When HR Grapevine spoke to Michael Howard, Owner & Managing Director, Frontier Software, they explained that with the above being so important, as well as compliance with core local requirements, HR systems must be able to deliver in a flexible manner for truly global firms. 

Michael said: “Multi-country, multi-company, multi-currency and language are all needed to deliver a global solution. However, the software must also be adaptable to the working practices of each country, especially for those core elements of HR administration such as holidays, managing leave, compensation payments and specific in-country legislative reporting requirements.

“The software must provide an accurate, up to date view of data from a single source to ensure consistency across the organisation, regardless of real or imagined borders. Consistency and reliability will foster trust in the data and the software.”

However, if your business is considering a global approach to HR there is much to consider – and it’s easy to get caught up intricate parts of the software or roll-outs that didn’t go to plan in the past.

Which is why Michael explained what the baseline deliverables should be when choosing the right software for your HR function.

HR Grapevine has listed these below:

  • Is it a single database for all employee data regardless of their location?
  • Is the software intuitive and easy to use for an effective roll-out to HR staff?
  • Can routine tasks be automated and documents produced and stored by the system?
  • Can data be stored and accessed from your company network or the cloud?
  • Is user access controlled by security features within the software?
  • Is the software scalable to meet the demand for new layers of organisation structure and flexible enough to scale without high consultancy costs?
  • Does is cater for a country specific approach to absence including different entitlements, rules and public holiday plans?
  • Is reporting integral to the system for production of real time, accurate data analytics when and where you need them?
  • Is the software adaptable to store unique country data requirements?
  • Is the vendor willing to deliver a proven, secure solution with no risk of failure for the customer?
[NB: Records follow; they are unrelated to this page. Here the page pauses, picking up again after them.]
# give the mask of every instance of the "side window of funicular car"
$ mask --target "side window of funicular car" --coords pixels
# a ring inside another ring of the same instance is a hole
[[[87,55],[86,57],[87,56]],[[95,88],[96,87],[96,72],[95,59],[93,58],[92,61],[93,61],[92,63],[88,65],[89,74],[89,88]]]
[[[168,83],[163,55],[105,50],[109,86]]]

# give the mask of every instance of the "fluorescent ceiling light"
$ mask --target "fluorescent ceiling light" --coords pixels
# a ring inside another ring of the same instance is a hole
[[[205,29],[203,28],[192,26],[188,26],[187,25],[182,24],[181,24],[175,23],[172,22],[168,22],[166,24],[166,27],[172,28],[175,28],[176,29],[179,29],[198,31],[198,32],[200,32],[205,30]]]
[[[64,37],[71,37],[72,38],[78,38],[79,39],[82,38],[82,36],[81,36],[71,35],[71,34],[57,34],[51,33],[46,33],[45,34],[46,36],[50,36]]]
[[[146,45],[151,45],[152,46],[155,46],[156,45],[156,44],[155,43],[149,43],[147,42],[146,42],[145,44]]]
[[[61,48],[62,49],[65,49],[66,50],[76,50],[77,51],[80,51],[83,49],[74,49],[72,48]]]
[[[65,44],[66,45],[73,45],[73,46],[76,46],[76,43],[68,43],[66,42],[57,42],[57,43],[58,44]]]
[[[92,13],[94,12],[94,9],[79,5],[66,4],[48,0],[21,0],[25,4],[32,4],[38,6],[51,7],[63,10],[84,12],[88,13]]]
Of course, there is one important element of this that shouldn’t be forgotten either: cost. Yet, Michael doesn’t believe an outlook that is global in nature should come at an unaffordable cost.

“Thinking global doesn’t have to mean spiralling costs for maintaining the database and infrastructure. The delivery of global HR software in the cloud means there is now a platform for software access and a vendor should be able to offer either a licences approach for software usage, or a subscription model of pricing - an affordable option for all.  “Global capability without large investment and complexity is here today and Frontier Software is leading the charge,” they added.